<< April 28, 2021 | Home | April 30, 2021 >>

Kafka Record Patterns for Data Replication

Imagine going down to your local milkshake bar and signing a contract with the owner so that you could purchase bespoke drinks at a set price. Let's say you agreed on fresh milk with 3.5% fat and one tablespoon of chocolate powder, per 500ml of milk.  Putting that into a table might look like this:

PK contract_number start fat_content chocolate_powder
100 12345678 2021-01-01 3.5% 1 tbsp

After a few weeks, your tastebuds become a little desensitised and you decide you want to add some more chocolate powder. The owner is agile, so he adjusts the contract, meaning we need to add a few columns in order to track validity:

PK contract_number contract_from start end fat_content chocolate_powder
100 12345678 2021-01-01 0001-01-01 2021-01-31 3.5% 1 tbsp
101 12345678 2021-01-01 2021-02-01 9999-12-31 3.5% 2 tbsp

Note two things: 1) this table is not normalised and 2) I used a low date (year 0001) and high date (year 9999) for the start of the first row and the end of the last row.

In reality we would probably normalise this data. For the sake of this example, I won't because it will make it more readable as I add more information below.

The low and high dates are there, so that I can always find data, regardless of the date I use - I don't have to know the contract termination date which is different for every contract, in order to be able to simply ask what the latest recipe is, for a given contract number:

select *
from contracts
where contract_number = '12345678' 
  and '9999-12-31' between start and end;
--> returns row with primary key 101

After a few more weeks, I realise that I need to reduce my calorific intake, but I'm a complete chocoholic. We agree to reduce the fat content:

PK contract_number contract_from start end fat_content chocolate_powder
100 12345678 2021-01-01 0001-01-01 2021-01-31 3.5% 1 tbsp
101 12345678 2021-01-01 2021-02-01 2021-02-28 3.5% 2 tbsp
102 12345678 2021-01-01 2021-03-01 9999-12-31 0.8% 2 tbsp

At some point I get bored of milkshakes and I terminate the contract, but because I never purchased a milkshake with 0.8% fat, the owner lets me terminate it with a date in the past, say 2021-02-14, so that we can delete the last row:

PK contract_number contract_from contract_to start end fat_content chocolate_powder
100 12345678 2021-01-01 2021-02-14 0001-01-01 2021-01-31 3.5% 1 tbsp
101 12345678 2021-01-01 2021-02-14 2021-02-01 9999-12-31 3.5% 2 tbsp

Note that it is a design choice whether or not we "shorten" the end date. We might want to do that in order to make such data not be found after the contract termination date. It depends on requirements more than anything.

What has all this got to do with Kafka, and data replication?

Imagine a self-contained microservice which needs to have an up to date copy of this data, in memory, in order to run lightning fast. Imagine you want that cache to be distributed across all of your service instances (Kubernetes pods). How about the following 7 lines of Kotlin code that use the nifty Kafka Streams API:

val builder = StreamsBuilder()
val globalStore = Materialized.`as`(globalStoreName)
// global, so that every pod has access to all data from all partitions:
builder.globalTable(CONTRACTS_TOPIC, globalStore)
val streams = KafkaStreams(builder.build(), props)
streams.start()
val globalBausteinView = streams.store(fromNameAndType(globalStoreName, ...)

// REST Handler:
val contractJson = globalBausteinView.get(contractNumber)

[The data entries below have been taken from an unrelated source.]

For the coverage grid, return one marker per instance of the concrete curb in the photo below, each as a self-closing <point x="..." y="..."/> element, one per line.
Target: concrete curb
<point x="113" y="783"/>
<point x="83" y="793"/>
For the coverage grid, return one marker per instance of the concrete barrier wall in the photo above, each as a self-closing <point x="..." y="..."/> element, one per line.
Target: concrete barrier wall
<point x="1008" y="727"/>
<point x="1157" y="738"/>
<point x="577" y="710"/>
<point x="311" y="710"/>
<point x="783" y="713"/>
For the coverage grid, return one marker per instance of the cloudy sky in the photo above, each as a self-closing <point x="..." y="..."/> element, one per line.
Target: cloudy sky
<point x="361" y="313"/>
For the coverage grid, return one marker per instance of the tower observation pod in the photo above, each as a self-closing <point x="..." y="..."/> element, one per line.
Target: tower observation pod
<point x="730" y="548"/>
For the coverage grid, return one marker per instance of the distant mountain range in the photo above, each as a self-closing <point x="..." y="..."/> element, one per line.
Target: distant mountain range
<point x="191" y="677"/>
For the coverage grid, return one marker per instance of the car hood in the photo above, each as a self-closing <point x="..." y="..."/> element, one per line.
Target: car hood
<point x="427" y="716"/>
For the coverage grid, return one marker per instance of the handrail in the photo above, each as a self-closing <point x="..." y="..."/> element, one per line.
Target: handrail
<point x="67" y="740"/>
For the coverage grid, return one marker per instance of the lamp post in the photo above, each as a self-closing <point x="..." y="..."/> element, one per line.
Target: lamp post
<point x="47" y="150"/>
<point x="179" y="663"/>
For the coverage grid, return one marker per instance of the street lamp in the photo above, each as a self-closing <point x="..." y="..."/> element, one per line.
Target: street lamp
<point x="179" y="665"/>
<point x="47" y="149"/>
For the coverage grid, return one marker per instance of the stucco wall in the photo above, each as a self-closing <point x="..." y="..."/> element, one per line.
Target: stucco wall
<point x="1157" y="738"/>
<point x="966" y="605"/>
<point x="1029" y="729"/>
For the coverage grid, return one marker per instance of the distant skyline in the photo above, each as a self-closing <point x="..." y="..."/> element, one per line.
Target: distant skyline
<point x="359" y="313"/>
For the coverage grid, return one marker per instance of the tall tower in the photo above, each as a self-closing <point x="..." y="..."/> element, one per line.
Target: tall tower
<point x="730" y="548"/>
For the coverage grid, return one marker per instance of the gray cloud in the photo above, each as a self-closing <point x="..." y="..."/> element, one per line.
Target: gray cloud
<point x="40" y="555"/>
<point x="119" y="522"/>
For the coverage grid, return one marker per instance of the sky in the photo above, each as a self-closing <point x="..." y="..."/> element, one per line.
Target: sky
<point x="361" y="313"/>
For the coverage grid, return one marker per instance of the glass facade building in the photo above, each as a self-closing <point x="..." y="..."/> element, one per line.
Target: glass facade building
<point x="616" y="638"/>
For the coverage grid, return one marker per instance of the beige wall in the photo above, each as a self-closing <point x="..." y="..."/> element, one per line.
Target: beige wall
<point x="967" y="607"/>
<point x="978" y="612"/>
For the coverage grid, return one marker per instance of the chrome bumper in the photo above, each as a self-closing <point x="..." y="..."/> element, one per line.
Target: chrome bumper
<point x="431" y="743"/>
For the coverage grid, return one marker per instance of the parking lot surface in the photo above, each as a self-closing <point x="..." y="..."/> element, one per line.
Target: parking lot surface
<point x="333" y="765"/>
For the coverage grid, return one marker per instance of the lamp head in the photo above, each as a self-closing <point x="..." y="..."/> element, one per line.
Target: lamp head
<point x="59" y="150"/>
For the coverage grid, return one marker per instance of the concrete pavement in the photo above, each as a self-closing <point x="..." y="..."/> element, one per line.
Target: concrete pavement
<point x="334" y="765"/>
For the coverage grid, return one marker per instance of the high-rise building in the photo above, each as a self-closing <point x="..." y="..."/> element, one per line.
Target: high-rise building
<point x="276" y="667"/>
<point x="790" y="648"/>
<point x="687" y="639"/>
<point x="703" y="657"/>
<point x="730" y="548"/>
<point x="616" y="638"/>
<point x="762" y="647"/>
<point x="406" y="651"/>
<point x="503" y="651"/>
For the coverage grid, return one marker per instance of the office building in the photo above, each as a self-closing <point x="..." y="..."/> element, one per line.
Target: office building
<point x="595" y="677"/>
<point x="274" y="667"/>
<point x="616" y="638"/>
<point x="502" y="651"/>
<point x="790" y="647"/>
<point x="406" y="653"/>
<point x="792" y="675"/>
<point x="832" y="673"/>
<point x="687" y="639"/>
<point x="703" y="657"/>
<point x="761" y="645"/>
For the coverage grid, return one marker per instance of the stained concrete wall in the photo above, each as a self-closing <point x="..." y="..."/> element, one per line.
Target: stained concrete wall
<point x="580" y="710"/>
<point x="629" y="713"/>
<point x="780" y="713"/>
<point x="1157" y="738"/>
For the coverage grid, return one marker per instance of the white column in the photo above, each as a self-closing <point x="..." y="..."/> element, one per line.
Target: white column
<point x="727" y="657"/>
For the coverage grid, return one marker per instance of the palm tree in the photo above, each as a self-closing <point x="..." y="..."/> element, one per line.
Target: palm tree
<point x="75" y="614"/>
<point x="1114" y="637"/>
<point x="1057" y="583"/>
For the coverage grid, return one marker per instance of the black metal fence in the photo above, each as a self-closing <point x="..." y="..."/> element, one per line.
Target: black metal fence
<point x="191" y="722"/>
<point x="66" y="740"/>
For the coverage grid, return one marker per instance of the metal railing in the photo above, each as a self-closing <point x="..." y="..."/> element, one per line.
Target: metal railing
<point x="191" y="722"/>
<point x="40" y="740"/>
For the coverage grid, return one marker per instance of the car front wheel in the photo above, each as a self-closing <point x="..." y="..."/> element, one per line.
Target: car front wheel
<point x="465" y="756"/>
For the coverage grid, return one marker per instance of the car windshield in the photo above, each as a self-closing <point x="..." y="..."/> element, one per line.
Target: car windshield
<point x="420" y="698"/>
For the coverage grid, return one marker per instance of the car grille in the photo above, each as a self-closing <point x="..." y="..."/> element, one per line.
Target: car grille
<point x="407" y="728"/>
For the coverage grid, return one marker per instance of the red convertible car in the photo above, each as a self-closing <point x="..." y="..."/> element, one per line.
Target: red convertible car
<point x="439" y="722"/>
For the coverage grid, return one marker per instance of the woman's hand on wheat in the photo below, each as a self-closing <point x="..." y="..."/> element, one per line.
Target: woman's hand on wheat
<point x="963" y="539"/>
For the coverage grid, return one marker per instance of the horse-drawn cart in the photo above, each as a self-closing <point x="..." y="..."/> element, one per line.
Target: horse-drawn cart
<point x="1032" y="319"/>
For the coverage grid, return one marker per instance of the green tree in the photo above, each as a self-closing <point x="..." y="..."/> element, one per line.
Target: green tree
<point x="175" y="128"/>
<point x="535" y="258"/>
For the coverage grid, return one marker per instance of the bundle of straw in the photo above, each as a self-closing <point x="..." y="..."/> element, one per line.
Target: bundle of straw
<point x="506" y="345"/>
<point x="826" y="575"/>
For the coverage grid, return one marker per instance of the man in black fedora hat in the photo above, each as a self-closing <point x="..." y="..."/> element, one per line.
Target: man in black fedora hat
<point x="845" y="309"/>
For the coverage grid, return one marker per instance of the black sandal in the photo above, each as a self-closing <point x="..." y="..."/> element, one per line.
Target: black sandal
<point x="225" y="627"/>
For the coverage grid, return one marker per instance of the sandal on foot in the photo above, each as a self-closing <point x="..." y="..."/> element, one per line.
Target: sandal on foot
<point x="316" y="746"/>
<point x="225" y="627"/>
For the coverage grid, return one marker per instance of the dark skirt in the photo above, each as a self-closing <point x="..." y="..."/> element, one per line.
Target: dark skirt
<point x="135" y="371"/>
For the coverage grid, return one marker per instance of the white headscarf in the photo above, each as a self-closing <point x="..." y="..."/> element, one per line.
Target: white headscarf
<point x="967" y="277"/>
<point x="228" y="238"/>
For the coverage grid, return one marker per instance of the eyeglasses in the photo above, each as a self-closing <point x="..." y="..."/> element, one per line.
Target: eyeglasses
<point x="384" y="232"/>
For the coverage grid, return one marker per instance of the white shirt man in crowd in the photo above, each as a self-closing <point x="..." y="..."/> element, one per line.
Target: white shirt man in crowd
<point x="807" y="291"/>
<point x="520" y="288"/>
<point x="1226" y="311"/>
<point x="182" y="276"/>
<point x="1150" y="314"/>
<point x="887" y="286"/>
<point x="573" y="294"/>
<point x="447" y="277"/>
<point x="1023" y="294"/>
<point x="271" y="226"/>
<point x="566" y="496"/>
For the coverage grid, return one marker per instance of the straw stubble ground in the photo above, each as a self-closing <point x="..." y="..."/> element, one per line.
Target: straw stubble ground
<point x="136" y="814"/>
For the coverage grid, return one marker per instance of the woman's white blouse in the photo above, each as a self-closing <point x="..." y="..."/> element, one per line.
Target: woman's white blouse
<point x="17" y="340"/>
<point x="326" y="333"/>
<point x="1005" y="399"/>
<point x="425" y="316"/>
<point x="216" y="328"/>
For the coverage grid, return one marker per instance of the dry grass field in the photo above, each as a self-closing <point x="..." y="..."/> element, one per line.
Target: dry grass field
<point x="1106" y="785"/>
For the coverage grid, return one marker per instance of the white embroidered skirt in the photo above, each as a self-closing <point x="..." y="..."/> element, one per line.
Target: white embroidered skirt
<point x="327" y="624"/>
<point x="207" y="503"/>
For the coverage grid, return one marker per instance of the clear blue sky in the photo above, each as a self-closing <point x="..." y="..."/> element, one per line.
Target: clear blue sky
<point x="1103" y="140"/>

We need to publish the contract data to the topic used as the input, but before we do that, let's think about the keys we use, in order to have the data survive log compaction. It would be no good to publish three records, each using the contract number as the key, because as soon as the topic were compacted, only the data from the last row would survive, and any service replicating from scratch would have an incomplete dataset. The solution is to include the start date in the key, e.g. "12345678::2021-02-01".

We have a number of options regarding the values (payload). Let's work through the examples.

(Note: initially contracts are valid for 5 years, so the contract_to column always has a value)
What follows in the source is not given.